The 'moles' can only be formed in clay rich soils. It provides quicker drainage of the upper soil levels, but is not as effective as slits and bands in providing rapid surface drainage. It offers a lower cost alternative for smaller clubs on a tight budget.
The traditional layout for drainage schemes was the 'herringbone', with a centre main drain and laterals running off it an angle like the backbone of a fish, which is why it got its name.
Though it is still used, a grid system is now more common, especially in sportsturf drainage. In any drainage scheme wherever there is a junction between a lateral and a main drain, there is more concentration of pipe at that point and more permeable backfill over the pipe and around the junction. Hence, there is a higher rate of drainage at that point which results in uneven plant growth. In some situations this doesn't matter but, in sportsturf, if you use a herringbone layout with the main drain running down the centre of a pitch, or fairway, this uneven grass growth will be clearly visible in certain conditions. So, aesthetically, it is not pleasing, also it is more expensive in time and materials because there are more junctions and shorter runs of laterals for a given area.
This is why a grid system is more common for sportsturf areas. The main drain can be positioned off the playing surface. For pitches, this can be beyond the side-line; for golf courses, this can be at the side of a fairway or off the green. Laterals then form a grid across the playing surface into the main.
One common misconception about drainage is that it is supposed that drains should run downhill! Yes, they should have a slight fall of something around 1 in 100, and this is called the 'grade' of the drain. But, on sloping ground they should not run downhill to follow the lie of the land. Instead, laterals should run across the slope following the contours of the land.

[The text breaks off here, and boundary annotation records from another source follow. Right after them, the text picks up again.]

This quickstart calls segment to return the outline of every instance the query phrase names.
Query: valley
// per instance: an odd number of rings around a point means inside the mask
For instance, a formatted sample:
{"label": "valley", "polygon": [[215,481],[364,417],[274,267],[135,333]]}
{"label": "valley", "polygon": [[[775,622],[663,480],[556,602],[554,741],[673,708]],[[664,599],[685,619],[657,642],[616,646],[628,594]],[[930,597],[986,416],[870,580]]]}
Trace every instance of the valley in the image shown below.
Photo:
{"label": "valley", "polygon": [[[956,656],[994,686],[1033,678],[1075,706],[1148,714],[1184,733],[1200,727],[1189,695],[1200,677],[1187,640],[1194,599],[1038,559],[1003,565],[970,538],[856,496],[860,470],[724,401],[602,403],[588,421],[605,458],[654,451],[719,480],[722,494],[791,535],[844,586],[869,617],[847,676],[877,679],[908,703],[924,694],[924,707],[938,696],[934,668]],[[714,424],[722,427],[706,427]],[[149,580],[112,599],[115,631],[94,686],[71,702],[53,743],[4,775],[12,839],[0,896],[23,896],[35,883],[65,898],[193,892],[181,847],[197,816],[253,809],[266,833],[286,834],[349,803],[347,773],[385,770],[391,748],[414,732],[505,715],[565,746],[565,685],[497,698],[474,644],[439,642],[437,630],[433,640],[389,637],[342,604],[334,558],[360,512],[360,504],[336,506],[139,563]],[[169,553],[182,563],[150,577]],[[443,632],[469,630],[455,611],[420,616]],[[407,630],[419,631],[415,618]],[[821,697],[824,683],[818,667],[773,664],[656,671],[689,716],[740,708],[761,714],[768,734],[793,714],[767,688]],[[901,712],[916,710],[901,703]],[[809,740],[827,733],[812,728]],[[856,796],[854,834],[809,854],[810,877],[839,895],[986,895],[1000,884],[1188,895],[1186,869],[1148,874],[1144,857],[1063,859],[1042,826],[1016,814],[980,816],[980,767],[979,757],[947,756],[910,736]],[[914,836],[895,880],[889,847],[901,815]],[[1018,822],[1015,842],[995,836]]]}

Effectively, each lateral then becomes an interceptor drain, reducing the amount of water moving down the slope. This is why you can have the strange phenomenon of a main drain appearing to be on the high ground; on the high side of a fairway, for example, where even the main drain can also be an interceptor.
Interceptor or cut off drains, such as ditches, swales and french drains, can have an important role as part of a drainage scheme. Most soils become waterlogged due to groundwater, but there are many cases where land is wet due to surface run off from land at a higher level. The installation of an interceptor drain to catch the water before it runs downhill may, in some cases, alleviate the problem to the extent that no drainage, or much less drainage, is necessary at the lower level.
There are two things to establish before starting to drain - where is the water coming from, i.e. the cause of the problem, and where is it going to go to - the outfall?